Localization of neuronal Ca2+ buffering near plasma membrane studied with different divalent cations

Absorbance changes associated with divalent cation binding to arsenazo III were used to measure changes in Ca2+, Sr2+, and Ba2+ concentrations under a variety of experimental conditions. The rate of the falling phase of an absorbance change signal, measured in nerve cell bodies injected with arsenazo III and under membrane potential control, was taken as an index of divalent cation buffering. With influx of ions through the membrane or with ionophoretic injection, we found the buffering, i.e., the dye-absorbance signal's falling rate, to be greatest for Ca2+ ions: the sequence was Ca2+ greater than Sr2+ much greater than Ba2+. Injecting Ca2+ or Sr2+ into the center of a nerve cell produced a significantly greater amplitude of arsenazo III signal than the same injection near the cell membrane.
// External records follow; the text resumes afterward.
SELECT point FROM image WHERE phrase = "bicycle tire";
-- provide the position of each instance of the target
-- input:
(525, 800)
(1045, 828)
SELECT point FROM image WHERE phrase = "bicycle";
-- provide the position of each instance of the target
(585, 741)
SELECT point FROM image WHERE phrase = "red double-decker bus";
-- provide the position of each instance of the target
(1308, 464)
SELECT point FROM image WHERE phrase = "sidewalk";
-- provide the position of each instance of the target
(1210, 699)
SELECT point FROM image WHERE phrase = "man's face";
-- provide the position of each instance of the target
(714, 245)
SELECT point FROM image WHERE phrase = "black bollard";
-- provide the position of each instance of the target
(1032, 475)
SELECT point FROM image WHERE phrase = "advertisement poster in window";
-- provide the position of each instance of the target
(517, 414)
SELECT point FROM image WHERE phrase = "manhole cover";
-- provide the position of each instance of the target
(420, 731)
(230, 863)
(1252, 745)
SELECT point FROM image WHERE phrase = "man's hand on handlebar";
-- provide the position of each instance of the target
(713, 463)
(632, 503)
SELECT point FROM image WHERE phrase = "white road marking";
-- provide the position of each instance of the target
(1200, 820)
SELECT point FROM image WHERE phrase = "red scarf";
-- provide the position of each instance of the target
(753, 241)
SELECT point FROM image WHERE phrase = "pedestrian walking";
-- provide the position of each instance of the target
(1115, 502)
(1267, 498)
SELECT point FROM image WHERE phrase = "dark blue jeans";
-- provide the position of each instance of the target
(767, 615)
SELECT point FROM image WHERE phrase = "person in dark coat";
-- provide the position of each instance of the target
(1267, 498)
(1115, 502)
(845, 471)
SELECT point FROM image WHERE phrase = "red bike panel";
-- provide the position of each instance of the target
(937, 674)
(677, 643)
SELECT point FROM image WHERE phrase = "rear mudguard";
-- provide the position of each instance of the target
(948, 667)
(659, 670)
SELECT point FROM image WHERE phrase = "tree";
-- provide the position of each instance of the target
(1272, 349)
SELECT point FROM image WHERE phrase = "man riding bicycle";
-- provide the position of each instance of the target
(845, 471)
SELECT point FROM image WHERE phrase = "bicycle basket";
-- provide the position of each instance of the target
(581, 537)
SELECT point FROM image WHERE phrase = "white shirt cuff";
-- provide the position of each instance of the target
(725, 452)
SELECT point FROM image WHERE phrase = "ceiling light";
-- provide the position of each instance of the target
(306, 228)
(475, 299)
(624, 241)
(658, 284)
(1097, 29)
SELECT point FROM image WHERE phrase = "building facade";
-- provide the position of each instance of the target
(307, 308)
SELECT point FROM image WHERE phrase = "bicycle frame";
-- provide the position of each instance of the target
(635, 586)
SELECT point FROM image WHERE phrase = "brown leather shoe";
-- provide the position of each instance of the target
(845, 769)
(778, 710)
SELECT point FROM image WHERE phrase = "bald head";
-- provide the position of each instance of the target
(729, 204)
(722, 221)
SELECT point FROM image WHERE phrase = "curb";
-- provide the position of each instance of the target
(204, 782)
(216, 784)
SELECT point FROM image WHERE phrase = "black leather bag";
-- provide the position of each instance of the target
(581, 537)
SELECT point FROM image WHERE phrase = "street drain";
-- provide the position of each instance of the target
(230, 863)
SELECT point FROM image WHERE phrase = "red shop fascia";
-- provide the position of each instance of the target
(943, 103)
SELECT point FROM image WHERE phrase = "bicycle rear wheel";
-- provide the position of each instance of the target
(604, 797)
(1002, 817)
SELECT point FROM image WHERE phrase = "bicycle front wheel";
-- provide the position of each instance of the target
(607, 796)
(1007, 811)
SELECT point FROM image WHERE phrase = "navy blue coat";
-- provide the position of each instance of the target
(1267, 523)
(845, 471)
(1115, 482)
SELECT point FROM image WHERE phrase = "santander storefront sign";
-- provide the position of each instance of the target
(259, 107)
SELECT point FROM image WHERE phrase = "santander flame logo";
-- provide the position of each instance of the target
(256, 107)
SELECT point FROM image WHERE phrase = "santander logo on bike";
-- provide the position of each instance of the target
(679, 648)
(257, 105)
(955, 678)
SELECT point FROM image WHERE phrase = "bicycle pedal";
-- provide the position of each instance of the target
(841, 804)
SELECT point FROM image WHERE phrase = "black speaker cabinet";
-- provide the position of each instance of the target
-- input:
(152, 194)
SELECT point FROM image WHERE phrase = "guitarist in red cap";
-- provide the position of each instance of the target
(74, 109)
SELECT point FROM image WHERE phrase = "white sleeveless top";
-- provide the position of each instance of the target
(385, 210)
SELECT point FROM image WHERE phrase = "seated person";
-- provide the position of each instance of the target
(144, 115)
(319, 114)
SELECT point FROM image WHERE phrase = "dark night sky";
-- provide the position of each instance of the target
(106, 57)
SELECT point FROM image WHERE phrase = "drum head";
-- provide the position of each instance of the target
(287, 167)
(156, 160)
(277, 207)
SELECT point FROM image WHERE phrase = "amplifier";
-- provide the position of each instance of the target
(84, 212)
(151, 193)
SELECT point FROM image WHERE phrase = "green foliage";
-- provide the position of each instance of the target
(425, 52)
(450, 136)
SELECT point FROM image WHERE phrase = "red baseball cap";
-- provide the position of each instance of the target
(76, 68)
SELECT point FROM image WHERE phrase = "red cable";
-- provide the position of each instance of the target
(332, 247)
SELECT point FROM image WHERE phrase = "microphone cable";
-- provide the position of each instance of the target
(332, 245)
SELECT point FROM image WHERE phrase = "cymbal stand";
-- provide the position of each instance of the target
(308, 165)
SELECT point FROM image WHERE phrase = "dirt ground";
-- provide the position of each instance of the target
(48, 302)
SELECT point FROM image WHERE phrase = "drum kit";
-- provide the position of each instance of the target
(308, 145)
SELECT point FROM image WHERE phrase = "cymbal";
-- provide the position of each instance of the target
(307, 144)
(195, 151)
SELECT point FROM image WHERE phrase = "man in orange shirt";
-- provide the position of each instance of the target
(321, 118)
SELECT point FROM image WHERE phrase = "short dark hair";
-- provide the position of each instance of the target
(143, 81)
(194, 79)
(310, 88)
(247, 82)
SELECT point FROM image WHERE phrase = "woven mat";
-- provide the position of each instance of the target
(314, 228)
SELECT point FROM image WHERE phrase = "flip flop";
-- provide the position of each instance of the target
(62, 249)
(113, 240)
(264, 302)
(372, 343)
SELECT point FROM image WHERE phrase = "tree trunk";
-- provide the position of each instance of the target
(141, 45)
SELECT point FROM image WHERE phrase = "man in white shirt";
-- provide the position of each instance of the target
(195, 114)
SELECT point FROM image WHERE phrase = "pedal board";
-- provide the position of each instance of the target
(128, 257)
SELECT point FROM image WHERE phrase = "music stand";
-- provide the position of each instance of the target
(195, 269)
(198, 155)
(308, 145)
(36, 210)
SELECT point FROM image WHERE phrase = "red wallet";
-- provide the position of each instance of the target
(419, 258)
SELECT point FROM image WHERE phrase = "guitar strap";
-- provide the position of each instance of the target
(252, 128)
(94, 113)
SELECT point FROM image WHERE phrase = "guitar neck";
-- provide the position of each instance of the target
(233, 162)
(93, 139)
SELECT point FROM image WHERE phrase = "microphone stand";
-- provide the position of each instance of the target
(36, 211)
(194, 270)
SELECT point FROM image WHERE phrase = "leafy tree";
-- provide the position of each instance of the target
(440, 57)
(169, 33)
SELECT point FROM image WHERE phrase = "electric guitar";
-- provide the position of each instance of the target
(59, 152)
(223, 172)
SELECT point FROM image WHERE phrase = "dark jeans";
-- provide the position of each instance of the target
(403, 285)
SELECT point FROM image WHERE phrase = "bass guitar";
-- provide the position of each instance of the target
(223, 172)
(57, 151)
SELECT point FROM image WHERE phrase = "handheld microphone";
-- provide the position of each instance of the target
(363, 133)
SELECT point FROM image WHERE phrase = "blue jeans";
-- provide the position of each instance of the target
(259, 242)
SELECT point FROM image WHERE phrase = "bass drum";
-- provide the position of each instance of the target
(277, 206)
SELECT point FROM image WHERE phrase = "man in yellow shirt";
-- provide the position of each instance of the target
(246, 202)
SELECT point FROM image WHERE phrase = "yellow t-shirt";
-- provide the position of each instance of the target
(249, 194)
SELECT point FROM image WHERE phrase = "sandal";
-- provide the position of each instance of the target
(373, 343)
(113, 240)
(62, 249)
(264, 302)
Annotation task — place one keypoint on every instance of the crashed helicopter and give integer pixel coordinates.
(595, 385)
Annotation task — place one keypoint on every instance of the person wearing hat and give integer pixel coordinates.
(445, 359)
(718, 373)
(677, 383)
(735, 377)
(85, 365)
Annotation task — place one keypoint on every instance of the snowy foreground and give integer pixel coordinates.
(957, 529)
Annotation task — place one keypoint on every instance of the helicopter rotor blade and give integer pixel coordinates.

We did not find this to be the case for Ba2+ or Mg2+ injections. We conclude that the Ca2+ regulatory system binds Ca2+ most strongly compared to the other ions tested, and there is a variable distribution of buffering machinery within the nerve soma, with increased buffer capacity near the plasma membrane of the cell. A preliminary report of some of the results presented in this paper has appeared previously ( Tillotson and Gorman, 1980).